I've been having some elbow issues this year that's really been aggravating me. I've really struggled. It's really hampered my ability to practice. I went down and saw Dr. Andrews in Birmingham, Alabama, and he just said I was old. It was just tendonitis, basically what everybody kind of deals with, and it's really hampered my ability to take the golf club back. It's the bending of my right arm has really been killing me. I've really been very concerned about that this year.
I haven't played a lot this year because of that. I've kind of been home resting and hoping rest would kind of solve the problem, but it's actually not. I'm actually in the same situation now that I was when I started the year. I don't know how that's going to turn out, but I'm not going to say -- I'd be almost -- it'd be crazy for me to think I could come in here and win it back-to-back.
I love the course, and I like how they set up the golf course, and I especially like how I'm driving the golf ball right now. I missed one fairway today, which if I start driving it any good where I can actually attack these pins, it's going to get fun. It's going to give me some opportunities to make birdies.

Q. Last year around this time when you won, you were talking you thought you still had four or five more victories in you, and then later on in the year you had some family issues and kind of started talking semi-retirement.
KENNY PERRY: Well, it was tough. I lost my mother in October and then I almost lost my dad, but he's doing better, thank goodness, and I kind of pushed all those thoughts aside. I've kind of been getting home and getting grips with what's going on at the house and with the kids. My son is caddying for me now. I started gathering everybody I could and started spending more time at home.
I would love -- I kind of threw that 20 number out there to watch all the writers roll their eyes up in the back of their heads, which is probably -- I threw that out there because I threw making the Ryder Cup team out there as one of those goals.
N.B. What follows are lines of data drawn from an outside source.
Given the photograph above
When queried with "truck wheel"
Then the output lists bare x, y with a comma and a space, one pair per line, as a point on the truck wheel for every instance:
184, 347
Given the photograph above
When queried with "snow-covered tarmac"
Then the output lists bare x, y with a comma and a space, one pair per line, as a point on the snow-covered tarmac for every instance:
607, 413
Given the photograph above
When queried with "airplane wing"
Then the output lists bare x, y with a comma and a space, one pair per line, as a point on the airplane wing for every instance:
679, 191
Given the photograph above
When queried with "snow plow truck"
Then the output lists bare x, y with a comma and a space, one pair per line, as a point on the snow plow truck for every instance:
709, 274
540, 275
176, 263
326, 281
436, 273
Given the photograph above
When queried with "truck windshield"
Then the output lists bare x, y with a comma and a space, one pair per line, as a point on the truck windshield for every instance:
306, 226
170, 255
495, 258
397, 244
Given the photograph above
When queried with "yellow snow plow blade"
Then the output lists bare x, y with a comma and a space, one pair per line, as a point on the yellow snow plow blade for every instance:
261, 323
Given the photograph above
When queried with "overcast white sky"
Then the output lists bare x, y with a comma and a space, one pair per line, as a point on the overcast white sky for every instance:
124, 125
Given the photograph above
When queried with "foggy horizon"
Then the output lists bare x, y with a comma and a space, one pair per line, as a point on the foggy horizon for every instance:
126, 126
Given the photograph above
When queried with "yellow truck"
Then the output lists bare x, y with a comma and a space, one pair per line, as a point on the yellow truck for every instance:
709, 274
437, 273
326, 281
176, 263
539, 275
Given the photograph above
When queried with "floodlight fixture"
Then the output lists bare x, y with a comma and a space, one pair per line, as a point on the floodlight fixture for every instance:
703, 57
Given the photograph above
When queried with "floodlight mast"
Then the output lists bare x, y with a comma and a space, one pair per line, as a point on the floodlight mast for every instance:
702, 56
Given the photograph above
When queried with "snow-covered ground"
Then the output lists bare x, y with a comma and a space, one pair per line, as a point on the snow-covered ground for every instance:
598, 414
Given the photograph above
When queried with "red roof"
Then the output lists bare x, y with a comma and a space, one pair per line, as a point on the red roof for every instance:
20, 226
I was 100-something in the world back in 2008, and then I went on and won three in the summertime of 2008 and got me on the Ryder Cup with team there with Paul back home at Valhalla. That was kind of a carryover -- this tournament was kind of a carryover from 2008. I had a lot of momentum coming into this year, 2009, and it just proved to me that the sky's the limit if I just continue to work at it and focus in on what I'm doing.
But life has its changes. What's important? Is it important for me to go out there and try to focus on being the best in the world, or do I need to settle in and focus on my family and what's going on at home? And that's kind of the direction I've been going lately.
MARK STEVENS: Thank you very much, Kenny.